Although sliders are not new, chefs are finding new and interesting ways to add a twist to this diner favorite. Whiskey Creek Wood Fire Grill offers sliders made with prime rib and Reuben Cuban sliders; Gordon Biersch Brewing Company recently added Beef and Bratwurst sliders on its appetizer menu; and Islands Fine Burgers & Drinks menus their signature Beachside sliders with caramelized onions, ketchup and pickles.
Seaweed isn’t just a food source for ocean life–and it can add a unique taste to many different dishes. More importantly, this plant packs a wide variety of hidden health benefits that diners crave. According to Datassential, seaweed has grown on over 15% of U.S. menus in the last four years. Benihana serves a Seaweed Salad with soy, sesame and lemon. Ivar’s Seafood Bar serves Coconut-Crusted Prawns with sesame dipping sauce, cucumber-seaweed salad and a sweet chili sauce.
9. MIDDLE-EASTERN INFLUENCES
In recent years, Middle-Eastern flavors have popped up in restaurants across the U.S., but chefs are finding new opportunities to integrate this ethnic cuisine into their appetizer menus. Sassool menus dishes such as their Jalapeño Cilantro Hummus and Falafel. Barney’s Gourmet Hamburgers features a Middle-Eastern Plate served with hummus, feta, falafel and vegetables.

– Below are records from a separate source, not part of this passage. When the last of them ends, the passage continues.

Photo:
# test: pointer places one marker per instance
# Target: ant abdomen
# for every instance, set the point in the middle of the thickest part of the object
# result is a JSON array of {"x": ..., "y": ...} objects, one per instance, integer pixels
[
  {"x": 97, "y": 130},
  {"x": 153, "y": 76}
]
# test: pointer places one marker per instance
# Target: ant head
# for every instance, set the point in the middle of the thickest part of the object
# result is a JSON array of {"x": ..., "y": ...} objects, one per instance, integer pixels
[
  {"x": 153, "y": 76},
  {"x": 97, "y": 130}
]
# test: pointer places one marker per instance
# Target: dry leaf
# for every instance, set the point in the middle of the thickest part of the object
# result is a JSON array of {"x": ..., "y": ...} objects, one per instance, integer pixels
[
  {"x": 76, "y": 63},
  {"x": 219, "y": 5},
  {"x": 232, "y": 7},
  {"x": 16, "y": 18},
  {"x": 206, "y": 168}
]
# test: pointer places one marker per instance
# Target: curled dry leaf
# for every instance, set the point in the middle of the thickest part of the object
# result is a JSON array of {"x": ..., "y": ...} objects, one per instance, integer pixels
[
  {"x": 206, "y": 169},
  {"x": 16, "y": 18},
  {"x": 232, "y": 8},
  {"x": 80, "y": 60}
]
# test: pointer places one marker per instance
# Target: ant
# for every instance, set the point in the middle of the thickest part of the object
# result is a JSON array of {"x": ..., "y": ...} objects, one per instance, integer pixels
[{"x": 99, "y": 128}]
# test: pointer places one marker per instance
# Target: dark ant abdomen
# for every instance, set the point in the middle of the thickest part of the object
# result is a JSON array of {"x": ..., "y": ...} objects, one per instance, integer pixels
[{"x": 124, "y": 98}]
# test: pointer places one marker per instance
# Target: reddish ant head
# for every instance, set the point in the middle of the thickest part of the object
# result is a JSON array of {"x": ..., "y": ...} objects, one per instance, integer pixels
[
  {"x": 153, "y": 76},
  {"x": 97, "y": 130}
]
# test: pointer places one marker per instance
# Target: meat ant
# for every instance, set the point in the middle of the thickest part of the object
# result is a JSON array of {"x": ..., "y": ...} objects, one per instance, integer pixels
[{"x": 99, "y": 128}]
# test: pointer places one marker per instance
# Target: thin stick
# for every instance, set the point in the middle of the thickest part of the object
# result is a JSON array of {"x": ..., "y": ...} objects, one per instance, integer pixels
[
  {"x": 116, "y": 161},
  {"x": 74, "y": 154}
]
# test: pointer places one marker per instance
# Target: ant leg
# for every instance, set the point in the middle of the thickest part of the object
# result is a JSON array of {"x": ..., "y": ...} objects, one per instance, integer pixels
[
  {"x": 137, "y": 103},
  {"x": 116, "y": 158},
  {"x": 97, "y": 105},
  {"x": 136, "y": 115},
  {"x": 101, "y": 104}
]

Burrata has seen a growth of more than 113% on all U.S. menus, but only 19% of consumers actually know what it is. This cheese can be served in a variety of different ways, and can make for a unique and flavorful appetizer dish. Big City Tavern serves a Burrata Caprese Salad with heirloom tomatoes, olive oil, and sea salt drizzled in aged balsamic. Beretta menus a Walnut Bread topped with burrata and mushroom-truffle honey.